8. The exclusion of residential districts by zoning ordinances of businesses and trade of every sort, including hotels and apartment houses, cannot be said to be clearly arbitrary and unreasonable and to have no such substantial relation to the public health, safety, morals, and general welfare as not to be within the police power.”
Ooooooooo. Everyone now bow down and say Amen. “Amen.”
In current planning discussions you will scarcely find reference to the “morals” mentioned here, but from a Marxist perspective, as the capitalist class divisions between owners and workers acts as a mechanism of de-humanization, it is immoral. As capitalism is immoral, it is not something to be advocated by any planner.
And, as one of the “truths we hold to be self evident” is “that all [people] are created equal,” and capitalism and ownership by their very nature makes people unequal ... yes, it is true, capitalism should be illegal. And that the public health, safety, morals, and general welfare are not protected under the capitalist system is quite clear in that people think (including the Supreme Court) that we need the band-aid of government and zoning to help heal the unhealing capitalist wound that has come to infect all of society. We must lose these chains. It cannot be healed. And as government is a function of the capitalist system, capitalism and government must both retire.
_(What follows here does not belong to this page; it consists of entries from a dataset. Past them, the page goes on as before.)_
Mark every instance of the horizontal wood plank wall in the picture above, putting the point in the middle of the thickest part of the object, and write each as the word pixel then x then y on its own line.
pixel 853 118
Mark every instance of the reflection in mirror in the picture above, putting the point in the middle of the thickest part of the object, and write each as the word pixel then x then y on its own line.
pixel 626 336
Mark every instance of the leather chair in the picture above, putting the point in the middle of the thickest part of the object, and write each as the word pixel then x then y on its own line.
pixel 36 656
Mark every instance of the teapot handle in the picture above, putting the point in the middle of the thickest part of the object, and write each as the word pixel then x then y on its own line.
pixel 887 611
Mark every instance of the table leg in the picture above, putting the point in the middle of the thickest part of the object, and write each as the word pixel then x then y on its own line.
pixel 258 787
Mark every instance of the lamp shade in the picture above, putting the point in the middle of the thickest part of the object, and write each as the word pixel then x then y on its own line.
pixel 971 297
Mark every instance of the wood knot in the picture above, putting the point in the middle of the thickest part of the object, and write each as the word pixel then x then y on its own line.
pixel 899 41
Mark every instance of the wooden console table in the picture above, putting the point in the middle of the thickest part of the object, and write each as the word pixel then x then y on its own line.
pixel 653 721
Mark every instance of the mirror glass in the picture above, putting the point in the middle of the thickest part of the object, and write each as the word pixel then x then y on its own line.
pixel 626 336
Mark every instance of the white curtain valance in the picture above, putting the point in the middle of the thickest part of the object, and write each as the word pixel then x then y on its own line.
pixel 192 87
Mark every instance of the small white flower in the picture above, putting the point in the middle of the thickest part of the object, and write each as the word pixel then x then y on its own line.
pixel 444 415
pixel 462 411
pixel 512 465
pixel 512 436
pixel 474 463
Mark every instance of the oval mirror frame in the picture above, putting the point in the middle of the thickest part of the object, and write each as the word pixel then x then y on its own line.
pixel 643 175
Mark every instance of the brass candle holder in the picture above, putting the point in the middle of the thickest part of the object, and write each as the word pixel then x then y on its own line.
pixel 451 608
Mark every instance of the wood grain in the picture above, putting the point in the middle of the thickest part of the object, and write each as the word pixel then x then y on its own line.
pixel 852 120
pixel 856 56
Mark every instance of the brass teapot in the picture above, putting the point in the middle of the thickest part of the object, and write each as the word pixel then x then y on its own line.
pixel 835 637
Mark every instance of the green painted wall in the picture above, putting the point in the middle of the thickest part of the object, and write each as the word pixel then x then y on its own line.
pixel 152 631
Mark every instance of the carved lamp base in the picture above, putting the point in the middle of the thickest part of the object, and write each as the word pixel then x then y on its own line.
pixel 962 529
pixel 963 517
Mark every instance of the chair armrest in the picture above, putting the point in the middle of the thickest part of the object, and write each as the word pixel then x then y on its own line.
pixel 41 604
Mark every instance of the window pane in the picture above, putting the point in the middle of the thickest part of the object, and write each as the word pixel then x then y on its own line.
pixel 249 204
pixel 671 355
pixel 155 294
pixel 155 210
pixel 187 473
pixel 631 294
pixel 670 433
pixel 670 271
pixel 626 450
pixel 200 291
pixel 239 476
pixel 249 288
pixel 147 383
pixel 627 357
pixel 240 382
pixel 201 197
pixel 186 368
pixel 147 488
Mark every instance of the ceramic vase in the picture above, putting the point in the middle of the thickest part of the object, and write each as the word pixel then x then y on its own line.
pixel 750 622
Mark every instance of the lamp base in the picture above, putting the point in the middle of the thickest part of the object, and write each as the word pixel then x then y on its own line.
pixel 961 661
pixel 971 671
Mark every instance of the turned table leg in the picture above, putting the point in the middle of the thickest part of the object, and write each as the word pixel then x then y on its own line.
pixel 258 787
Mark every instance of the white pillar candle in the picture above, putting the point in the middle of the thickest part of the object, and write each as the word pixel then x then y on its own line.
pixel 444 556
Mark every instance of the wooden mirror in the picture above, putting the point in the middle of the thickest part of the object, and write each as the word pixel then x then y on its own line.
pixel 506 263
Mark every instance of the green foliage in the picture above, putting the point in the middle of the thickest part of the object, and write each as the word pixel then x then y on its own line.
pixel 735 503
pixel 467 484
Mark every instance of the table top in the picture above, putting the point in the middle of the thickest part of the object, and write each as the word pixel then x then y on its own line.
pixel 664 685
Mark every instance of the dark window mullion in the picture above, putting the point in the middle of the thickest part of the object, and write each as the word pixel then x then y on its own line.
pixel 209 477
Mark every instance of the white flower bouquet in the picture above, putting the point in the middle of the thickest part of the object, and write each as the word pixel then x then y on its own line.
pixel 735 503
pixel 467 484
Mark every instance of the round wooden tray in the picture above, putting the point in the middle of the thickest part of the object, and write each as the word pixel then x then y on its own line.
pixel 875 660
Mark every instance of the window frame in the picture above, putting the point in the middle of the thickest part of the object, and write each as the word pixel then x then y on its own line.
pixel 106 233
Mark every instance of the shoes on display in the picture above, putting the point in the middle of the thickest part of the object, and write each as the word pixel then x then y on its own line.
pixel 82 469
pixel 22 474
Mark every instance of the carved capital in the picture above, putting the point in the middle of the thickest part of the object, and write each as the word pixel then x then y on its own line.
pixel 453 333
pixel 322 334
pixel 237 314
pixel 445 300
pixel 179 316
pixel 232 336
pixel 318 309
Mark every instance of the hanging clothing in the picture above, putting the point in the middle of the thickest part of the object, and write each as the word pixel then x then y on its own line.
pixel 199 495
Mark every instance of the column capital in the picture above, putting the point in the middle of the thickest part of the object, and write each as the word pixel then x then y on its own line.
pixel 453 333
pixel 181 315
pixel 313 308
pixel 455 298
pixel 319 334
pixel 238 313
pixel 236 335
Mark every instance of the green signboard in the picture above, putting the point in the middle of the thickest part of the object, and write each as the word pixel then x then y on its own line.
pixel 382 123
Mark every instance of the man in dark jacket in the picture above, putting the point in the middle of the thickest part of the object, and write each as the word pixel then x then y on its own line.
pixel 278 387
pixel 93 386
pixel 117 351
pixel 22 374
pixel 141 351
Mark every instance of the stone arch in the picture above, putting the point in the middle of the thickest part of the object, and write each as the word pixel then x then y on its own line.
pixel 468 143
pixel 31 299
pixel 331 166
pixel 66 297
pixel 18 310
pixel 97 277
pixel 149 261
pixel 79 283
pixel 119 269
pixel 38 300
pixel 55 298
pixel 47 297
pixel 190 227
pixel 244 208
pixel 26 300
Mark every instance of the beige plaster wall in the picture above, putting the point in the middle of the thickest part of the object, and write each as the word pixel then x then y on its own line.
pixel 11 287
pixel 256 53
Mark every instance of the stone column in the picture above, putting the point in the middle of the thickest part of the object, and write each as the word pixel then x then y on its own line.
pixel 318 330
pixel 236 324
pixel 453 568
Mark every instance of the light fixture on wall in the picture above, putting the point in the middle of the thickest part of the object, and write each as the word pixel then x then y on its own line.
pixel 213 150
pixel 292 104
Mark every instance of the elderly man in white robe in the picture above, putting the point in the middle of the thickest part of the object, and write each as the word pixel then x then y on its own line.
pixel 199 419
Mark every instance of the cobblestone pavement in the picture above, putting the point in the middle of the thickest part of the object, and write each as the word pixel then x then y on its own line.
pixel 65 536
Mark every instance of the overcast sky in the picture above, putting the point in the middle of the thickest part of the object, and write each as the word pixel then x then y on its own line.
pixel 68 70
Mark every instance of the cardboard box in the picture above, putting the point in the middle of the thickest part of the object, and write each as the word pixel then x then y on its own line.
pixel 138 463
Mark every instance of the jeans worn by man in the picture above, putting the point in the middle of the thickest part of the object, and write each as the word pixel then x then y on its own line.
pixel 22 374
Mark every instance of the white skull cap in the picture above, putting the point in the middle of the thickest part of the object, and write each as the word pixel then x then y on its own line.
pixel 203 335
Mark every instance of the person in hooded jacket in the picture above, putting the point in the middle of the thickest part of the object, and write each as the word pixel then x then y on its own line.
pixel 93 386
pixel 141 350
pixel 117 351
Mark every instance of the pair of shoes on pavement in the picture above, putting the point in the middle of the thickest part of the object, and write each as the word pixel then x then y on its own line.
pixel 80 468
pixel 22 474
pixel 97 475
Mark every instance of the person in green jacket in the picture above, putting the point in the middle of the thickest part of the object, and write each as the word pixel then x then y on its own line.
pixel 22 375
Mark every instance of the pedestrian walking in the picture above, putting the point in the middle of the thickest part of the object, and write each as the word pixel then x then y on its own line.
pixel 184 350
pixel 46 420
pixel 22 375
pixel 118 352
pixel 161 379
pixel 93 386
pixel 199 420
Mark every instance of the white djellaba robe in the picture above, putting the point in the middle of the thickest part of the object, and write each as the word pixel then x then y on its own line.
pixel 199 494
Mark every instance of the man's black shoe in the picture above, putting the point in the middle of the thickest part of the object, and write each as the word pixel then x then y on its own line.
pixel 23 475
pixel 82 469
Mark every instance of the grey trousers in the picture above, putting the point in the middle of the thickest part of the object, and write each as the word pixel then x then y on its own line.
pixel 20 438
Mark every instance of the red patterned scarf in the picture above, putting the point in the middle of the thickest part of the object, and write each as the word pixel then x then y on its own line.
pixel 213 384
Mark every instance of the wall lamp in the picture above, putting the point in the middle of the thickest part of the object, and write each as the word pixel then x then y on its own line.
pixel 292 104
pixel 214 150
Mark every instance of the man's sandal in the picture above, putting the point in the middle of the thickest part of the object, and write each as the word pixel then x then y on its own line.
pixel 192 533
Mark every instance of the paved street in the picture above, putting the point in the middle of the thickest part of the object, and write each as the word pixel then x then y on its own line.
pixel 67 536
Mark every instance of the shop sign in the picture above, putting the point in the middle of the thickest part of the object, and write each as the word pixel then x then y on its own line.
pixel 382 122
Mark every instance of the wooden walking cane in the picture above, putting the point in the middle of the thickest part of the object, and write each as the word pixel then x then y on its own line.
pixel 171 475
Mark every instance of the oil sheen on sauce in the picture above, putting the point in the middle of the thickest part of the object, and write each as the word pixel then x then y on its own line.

I had a professor as an undergrad who’d say, “No zoning ordinance can stand in the face of monetary returns.” If this is the case, then really, as zoning is actually a tool of the capitalist system, and thus it perpetuates inequality and endangers the health safety and welfare of the people—it should be abolished.
This case also makes many references to the “police power”. Any time someone has police power, the power of the gun or the sword, they can enforce their perspective of righteousness on whomever they choose. Under such a rule of power, no one is safe. From an anarchist perspective, the exercise of police power is immoral.
Anarchist morality is not based on some conceptual dogma or societal climate, but equality, without subjugation.